Plante's 2001 book (co-edited by Allen Sherman), Faith and Health: Psychological Perspectives (see article), is commonly cited in the professional psychology literature, where it was the focus of several published reviews.
In Contemporary Psychology, Richards and O'Grady wrote that "Faith and Health takes us well beyond Freud's, Watson's, Skinner's, and Ellis's oversimplified, negative views of religion and spirituality... [and] sets a high standard of methodological rigor, openness, and balance."

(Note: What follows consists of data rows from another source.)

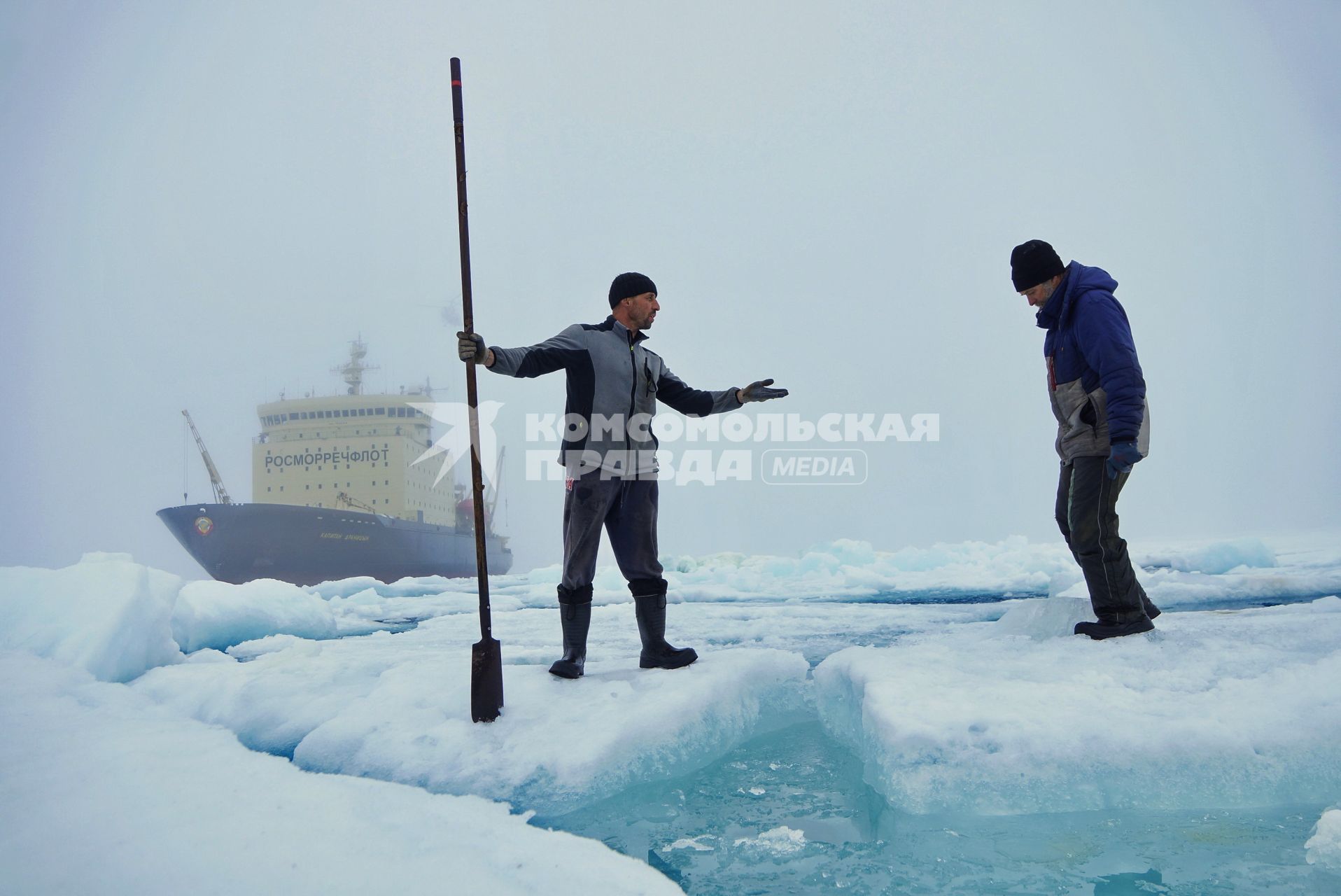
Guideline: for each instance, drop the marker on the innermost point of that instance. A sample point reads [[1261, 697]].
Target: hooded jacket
[[1093, 377], [613, 386]]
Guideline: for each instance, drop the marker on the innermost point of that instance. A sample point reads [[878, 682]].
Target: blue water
[[703, 831]]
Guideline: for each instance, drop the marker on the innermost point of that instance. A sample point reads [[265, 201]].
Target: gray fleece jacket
[[613, 384]]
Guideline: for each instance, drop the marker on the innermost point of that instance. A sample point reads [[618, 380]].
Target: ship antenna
[[353, 369]]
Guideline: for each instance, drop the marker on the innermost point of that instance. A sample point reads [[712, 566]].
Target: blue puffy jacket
[[1093, 377]]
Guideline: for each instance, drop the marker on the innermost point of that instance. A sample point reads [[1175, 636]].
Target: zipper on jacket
[[633, 399]]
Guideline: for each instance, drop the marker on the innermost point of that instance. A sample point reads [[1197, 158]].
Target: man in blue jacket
[[613, 386], [1102, 424]]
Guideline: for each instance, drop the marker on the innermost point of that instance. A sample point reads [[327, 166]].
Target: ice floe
[[108, 793], [1216, 708]]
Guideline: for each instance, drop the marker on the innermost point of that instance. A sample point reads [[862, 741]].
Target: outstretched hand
[[759, 391]]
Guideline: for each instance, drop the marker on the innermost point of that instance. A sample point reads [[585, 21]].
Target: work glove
[[471, 348], [759, 391], [1121, 456]]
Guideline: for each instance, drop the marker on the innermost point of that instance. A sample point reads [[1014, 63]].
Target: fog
[[204, 203]]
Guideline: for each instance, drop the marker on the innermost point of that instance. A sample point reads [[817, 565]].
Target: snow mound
[[1324, 847], [218, 615], [120, 796], [559, 743], [1214, 559], [105, 615], [1213, 710]]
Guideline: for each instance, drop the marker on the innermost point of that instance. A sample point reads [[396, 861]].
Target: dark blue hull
[[309, 545]]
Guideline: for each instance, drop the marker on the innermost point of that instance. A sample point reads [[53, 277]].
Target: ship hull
[[310, 545]]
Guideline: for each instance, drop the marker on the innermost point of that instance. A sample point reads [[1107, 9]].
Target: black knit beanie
[[1032, 263], [628, 285]]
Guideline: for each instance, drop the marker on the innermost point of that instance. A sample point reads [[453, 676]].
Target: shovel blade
[[486, 680]]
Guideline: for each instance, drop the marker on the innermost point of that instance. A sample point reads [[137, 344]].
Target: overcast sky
[[204, 202]]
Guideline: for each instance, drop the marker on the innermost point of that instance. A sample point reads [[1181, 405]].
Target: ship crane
[[215, 480]]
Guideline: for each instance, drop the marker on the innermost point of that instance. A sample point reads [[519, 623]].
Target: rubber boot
[[575, 616], [1109, 626], [1151, 610], [652, 629]]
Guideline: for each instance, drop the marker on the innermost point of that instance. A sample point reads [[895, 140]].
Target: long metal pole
[[472, 399]]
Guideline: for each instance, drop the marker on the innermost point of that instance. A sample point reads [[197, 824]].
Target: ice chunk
[[1045, 617], [559, 743], [1324, 847], [219, 615], [113, 794], [105, 615], [778, 841], [1214, 708]]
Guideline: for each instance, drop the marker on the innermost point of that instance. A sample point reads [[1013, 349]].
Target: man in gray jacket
[[609, 454]]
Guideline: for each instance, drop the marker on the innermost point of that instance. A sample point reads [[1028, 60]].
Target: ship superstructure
[[337, 494], [310, 451]]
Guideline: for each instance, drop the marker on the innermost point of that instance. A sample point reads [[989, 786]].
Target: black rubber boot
[[652, 628], [1151, 610], [575, 616], [1109, 626]]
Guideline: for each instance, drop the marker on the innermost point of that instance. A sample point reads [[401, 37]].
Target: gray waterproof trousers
[[1086, 512], [628, 512]]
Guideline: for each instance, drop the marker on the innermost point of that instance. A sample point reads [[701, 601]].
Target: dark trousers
[[1086, 512], [628, 512]]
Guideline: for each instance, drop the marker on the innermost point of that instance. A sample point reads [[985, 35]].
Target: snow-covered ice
[[944, 670], [1324, 847], [105, 615], [105, 792], [1221, 708]]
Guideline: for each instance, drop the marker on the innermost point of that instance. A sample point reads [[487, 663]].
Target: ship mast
[[215, 480], [353, 369]]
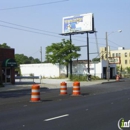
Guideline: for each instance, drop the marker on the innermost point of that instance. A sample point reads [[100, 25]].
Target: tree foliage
[[62, 52]]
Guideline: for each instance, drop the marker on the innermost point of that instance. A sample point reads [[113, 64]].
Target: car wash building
[[7, 65]]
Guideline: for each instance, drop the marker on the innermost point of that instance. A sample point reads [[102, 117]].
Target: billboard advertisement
[[114, 60], [80, 23]]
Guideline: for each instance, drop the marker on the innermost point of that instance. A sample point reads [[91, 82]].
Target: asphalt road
[[98, 108]]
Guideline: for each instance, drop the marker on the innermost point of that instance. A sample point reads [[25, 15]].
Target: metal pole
[[70, 59], [88, 52], [107, 73], [41, 53]]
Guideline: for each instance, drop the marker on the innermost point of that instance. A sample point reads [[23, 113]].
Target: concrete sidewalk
[[49, 84]]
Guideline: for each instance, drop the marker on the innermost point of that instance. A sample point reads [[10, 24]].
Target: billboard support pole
[[70, 59], [88, 52]]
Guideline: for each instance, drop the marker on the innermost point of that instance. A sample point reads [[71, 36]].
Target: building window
[[125, 54], [125, 61]]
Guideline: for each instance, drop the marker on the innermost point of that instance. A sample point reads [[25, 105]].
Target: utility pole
[[107, 70], [41, 53]]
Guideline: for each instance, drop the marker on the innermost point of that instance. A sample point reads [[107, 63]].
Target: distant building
[[7, 65], [122, 53]]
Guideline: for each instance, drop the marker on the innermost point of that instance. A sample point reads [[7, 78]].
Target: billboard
[[114, 60], [78, 24]]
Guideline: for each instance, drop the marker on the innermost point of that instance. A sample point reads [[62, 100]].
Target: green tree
[[4, 45], [62, 53], [128, 69]]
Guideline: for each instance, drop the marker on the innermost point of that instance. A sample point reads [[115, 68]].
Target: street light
[[108, 69]]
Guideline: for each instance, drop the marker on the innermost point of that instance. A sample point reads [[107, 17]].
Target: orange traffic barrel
[[76, 88], [63, 88], [35, 93]]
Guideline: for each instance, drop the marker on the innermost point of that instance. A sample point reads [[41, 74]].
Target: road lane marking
[[57, 117]]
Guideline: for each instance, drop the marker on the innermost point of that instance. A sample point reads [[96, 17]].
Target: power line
[[28, 6], [36, 32], [27, 27], [41, 31], [29, 31]]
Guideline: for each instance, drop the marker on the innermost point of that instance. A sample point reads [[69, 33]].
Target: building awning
[[9, 63]]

Plante's 2010 book, Contemplative Practices in Action (see article), was reviewed by several professional journals. PsycCRITIQUES described the book as "recommended for those who wish to broaden the discourse [on contemplative practices] beyond mindfulness. Beyond making the case for contemplation as the broader category, it addresses the concern of some that mindfulness can be directed toward the glorification of the self."

== Publications ==
Plante has authored, co-authored, edited, or co-edited sixteen books including
- Faith and Health: Psychological Perspectives (see article) (2001, Guilford)
- Contemplative Practices in Action: Spirituality, Meditation, and Health (see article) (2010, Greenwood)

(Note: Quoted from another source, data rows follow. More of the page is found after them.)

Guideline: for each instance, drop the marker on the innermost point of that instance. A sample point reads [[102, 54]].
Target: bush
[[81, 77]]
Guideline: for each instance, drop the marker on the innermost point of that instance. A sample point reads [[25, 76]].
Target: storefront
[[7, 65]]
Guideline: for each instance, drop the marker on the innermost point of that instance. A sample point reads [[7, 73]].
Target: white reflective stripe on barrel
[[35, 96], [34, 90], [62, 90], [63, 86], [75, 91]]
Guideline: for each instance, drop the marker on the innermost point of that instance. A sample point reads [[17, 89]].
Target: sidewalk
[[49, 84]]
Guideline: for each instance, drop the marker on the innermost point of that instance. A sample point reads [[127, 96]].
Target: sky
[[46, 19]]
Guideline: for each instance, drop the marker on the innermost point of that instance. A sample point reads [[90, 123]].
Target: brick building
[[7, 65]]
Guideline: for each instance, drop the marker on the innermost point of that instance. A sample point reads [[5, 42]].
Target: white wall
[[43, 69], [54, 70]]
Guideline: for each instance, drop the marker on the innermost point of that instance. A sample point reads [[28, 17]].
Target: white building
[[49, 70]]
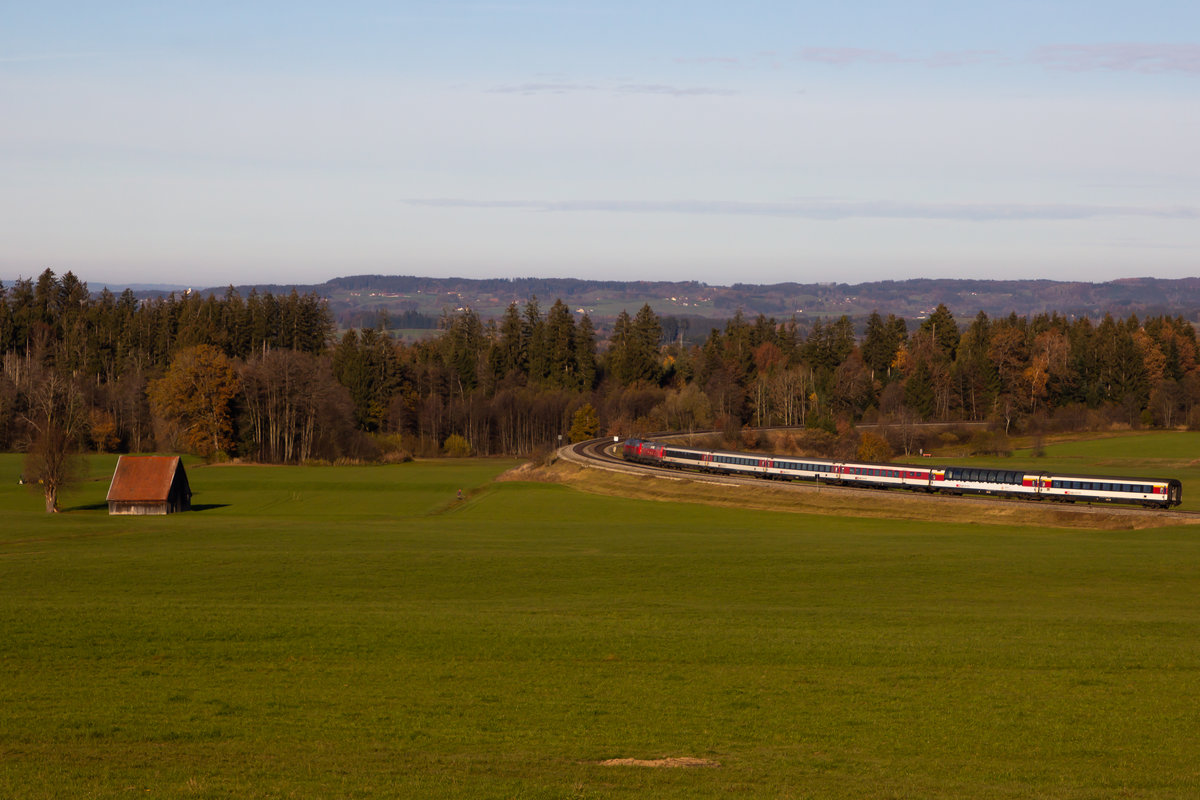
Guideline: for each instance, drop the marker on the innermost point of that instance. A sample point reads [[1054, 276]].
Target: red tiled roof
[[143, 479]]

- Spiritual Practices in Psychotherapy: Thirteen Tools for Enhancing Psychological Health (2009, American Psychological Association)

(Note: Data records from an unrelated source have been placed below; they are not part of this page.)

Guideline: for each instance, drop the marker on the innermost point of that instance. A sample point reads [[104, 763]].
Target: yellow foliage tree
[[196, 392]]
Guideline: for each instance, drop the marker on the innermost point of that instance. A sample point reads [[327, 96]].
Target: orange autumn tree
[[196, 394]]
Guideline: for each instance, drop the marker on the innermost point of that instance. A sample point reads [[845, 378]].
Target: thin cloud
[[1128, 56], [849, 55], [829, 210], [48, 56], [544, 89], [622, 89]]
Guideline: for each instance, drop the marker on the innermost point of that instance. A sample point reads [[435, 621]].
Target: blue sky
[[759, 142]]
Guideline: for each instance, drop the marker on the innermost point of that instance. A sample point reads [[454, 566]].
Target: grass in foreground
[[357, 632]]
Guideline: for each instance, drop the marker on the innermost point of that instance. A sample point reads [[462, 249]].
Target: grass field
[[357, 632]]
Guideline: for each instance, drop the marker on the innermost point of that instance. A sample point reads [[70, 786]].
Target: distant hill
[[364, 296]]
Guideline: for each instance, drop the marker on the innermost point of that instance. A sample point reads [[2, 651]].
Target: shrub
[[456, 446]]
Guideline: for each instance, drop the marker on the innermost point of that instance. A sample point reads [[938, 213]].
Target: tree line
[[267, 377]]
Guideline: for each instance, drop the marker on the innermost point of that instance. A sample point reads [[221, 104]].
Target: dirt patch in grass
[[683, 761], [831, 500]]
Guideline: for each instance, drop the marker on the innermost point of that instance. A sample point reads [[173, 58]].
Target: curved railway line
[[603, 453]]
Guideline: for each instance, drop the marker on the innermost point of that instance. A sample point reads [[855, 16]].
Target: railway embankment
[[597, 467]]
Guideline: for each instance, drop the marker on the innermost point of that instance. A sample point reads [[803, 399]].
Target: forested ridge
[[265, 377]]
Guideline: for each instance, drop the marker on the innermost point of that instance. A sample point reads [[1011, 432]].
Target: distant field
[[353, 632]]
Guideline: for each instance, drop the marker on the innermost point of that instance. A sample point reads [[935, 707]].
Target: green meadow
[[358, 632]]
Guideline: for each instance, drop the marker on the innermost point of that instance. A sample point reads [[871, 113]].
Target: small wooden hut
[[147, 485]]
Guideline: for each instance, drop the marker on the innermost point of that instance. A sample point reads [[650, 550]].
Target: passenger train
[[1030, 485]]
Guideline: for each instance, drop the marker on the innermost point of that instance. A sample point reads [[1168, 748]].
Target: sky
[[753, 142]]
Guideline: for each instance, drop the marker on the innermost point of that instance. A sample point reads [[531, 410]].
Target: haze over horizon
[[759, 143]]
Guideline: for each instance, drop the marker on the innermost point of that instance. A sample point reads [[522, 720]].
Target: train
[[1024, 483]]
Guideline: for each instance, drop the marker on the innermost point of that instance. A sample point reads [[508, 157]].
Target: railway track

- Spirit, Science and Health: How the Spiritual Mind Fuels Physical Wellness (2007, Greenwood)
- Mental Disorders of the New Millennium (Vols. I, II, and III, 2006, Greenwood)
- Sin against the Innocents: Sexual Abuse by Priests and the Role of the Catholic Church (2004, Greenwood)
- Do the Right Thing: Living Ethically in an Unethical World (2004, New Harbinger)
- Contemporary Clinical Psychology (1999, 2005, 2010, Wiley)
- Bless Me Father For I Have Sinned: Perspectives on Sexual Abuse Committed by Roman Catholic Priests (1999, Greenwood)
- "Sexual Abuse in the Catholic Church: A Decade of Crisis 2002-2012" (2011, Greenwood)
- "Religion, Spirituality, and Positive Psychology: Understanding the Psychological Fruits of Faith" (2012 Greenwood)

Plante has also published over 150 scholarly professional journal articles and book chapters.